Thanks, @richfitz and @expectopatronum. @cboettig, we will consider this package successfully onboarded. 🚀

Carl, could you please work on the following?

To-dos:

  • Transfer the repo to rOpenSci's "ropensci" GitHub organization under "Settings" in your repo.
  • Add the rOpenSci footer to the bottom of your README
[![ropensci_footer](https://ropensci.org/public_images/ropensci_footer.png)](https://ropensci.org)
  • Fix any links in badges for CI and coverage to point to the ropensci URL. We no longer transfer Appveyor projects to ropensci Appveyor account so after transfer of your repo to rOpenSci's "ropensci" GitHub organization the badge should be [![AppVeyor Build Status](https://ci.appveyor.com/api/projects/status/github/ropensci/arkdb?branch=master&svg=true)](https://ci.appveyor.com/project/individualaccount/arkdb).
  • We're starting to roll out software metadata files to all ropensci packages via the Codemeta initiative, see https://github.com/ropensci/codemetar/#codemetar for how to include it in your package, after installing the package - should be easy as running codemetar::write_codemeta() in the root of your package.

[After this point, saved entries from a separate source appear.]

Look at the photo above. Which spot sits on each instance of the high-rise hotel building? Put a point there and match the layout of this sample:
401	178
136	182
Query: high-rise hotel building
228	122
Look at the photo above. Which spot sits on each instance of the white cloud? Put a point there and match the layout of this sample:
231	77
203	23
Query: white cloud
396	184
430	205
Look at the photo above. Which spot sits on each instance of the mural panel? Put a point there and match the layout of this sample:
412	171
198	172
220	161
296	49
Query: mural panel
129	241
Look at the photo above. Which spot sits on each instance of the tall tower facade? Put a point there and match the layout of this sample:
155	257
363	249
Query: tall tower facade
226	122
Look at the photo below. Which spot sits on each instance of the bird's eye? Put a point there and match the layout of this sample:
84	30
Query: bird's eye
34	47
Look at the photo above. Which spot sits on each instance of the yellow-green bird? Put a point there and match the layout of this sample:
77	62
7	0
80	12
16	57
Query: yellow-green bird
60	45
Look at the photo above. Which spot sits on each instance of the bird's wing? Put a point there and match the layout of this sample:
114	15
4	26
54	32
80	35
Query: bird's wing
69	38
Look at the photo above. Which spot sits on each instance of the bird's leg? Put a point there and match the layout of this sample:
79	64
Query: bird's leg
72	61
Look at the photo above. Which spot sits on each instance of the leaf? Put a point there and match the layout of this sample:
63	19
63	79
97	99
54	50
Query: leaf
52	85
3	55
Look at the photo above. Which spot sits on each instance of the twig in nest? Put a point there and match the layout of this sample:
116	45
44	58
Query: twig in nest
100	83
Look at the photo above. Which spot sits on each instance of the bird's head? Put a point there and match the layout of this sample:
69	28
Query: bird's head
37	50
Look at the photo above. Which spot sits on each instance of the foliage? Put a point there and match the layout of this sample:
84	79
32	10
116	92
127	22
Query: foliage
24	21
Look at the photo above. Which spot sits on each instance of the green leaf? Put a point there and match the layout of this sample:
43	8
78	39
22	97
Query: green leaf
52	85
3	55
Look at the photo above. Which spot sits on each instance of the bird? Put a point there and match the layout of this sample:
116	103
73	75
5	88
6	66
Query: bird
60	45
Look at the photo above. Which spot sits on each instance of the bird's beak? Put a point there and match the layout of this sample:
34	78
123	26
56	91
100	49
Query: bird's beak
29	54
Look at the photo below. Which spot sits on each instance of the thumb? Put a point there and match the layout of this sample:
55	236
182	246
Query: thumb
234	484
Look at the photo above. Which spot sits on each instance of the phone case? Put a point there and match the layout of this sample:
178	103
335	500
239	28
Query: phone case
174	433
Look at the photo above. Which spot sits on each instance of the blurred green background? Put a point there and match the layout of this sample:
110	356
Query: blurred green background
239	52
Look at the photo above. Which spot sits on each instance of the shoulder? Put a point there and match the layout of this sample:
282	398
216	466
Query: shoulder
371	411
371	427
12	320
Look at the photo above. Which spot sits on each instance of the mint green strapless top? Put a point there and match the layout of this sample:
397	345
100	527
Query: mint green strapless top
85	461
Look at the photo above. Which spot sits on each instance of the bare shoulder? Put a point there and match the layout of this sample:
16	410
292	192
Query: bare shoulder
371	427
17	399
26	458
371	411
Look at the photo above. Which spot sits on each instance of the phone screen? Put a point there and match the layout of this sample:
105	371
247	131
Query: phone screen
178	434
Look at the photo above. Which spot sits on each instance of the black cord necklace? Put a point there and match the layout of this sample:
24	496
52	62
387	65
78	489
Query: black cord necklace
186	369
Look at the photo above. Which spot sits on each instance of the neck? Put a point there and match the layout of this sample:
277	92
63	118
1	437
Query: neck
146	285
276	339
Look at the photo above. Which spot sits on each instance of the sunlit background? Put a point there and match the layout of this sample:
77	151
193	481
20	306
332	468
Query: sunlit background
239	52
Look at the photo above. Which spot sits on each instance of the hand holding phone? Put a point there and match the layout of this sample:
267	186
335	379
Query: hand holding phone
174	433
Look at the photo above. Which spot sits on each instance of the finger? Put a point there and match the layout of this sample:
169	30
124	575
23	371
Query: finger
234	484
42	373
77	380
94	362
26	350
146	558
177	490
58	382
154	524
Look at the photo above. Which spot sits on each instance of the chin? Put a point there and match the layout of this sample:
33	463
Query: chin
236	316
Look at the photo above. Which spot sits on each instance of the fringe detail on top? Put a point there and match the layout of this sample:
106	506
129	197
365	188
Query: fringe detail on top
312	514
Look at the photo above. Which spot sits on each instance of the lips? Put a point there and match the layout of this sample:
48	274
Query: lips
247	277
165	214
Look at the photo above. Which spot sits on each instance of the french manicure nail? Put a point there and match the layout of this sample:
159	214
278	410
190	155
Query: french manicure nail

Should you want to awknowledge your reviewers in your package DESCRIPTION, you can do so by making them "rev"-type contributors in the Authors@R field (with their consent). More info on this here.

Welcome aboard! We'd also love a blog post about your package, either a short-form intro to it (https://ropensci.org/tech-notes/) or long-form post with more narrative about its development. (https://ropensci.org/blog/). If you are interested, @stefaniebutland will be in touch about content and timing.

We've started putting together a gitbook with our best practice and tips, this chapter starts the 3d section that's about guidance for after onboarding. Please tell us what could be improved, the corresponding repo is here.

Thanks @lmullen!, I've ticked off the items above and transferred the package over to rOpenSci now. Badges / CI etc seem to be working fine. Planning a CRAN release soon.

@lmullen can this issue be closed? 🙏 I'm asking because of my packages registry experiments, where I noticed the review badge of arkdb was still orange. 😉

@maelle Yes, definitely. Closing now.